Now one of the best-known of public health experts in the United States—not least because of his all-hours COVID-19 advisory appearances on major news networks—Hotez is a local hero this week in Houston, congratulations on the Indian EUA pouring in. He’d already had a sandwich named for him by Houston’s Antone’s Famous Po’ Boys. The Dr. Hotez One World banh mi—created in recognition of his work as dean of Baylor’s National School of Tropical Medicine—was introduced to help raise money for the Center for Vaccine Development.

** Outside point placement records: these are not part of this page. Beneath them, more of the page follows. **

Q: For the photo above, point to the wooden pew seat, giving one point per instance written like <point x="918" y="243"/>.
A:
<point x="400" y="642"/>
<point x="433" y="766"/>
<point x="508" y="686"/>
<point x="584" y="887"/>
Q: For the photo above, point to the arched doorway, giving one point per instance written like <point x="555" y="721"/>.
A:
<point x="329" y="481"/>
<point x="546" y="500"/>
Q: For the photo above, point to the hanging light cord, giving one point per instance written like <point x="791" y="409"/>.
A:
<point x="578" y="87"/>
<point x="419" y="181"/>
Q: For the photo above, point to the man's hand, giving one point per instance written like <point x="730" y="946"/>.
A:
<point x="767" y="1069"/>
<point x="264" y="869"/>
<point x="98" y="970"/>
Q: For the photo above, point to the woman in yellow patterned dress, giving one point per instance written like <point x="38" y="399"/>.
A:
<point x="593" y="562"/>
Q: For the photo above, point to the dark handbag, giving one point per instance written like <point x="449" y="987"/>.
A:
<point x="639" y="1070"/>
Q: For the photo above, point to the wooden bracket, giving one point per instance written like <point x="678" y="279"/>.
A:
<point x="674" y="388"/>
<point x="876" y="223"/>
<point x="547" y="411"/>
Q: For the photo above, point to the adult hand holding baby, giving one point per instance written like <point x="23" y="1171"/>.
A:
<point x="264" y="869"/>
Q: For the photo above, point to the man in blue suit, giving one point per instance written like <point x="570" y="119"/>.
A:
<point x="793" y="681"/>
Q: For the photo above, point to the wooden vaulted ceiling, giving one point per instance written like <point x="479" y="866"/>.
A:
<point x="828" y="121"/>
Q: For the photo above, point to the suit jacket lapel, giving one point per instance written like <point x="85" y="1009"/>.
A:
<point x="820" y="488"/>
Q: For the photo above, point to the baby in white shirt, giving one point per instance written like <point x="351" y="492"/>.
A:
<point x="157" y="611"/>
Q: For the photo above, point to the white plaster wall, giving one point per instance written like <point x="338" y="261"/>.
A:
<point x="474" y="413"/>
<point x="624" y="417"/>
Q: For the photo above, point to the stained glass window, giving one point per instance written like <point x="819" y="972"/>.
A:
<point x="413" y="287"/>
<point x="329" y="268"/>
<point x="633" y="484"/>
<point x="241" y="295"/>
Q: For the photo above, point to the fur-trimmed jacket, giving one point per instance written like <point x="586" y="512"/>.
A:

Hotez is the author of four books.
In addition to this year’s Preventing the Next Pandemic, he has published:
- Vaccines Did Not Cause Rachel’s Autism: My Journey as a Vaccine Scientist, Pediatrician, and Autism Dad (Johns Hopkins University Press, 2018, foreword by Arthur Caplan)
- Forgotten People, Forgotten Diseases: The Neglected Tropical Diseases and Their Impact on Global Health and Development now in a third edition (Wiley/ASM Press, October)
- Blue Marble Health: An Innovative Plan to Fight Diseases of the Poor Amid Wealth (Johns Hopkins University Press, 2011, foreword by Cher)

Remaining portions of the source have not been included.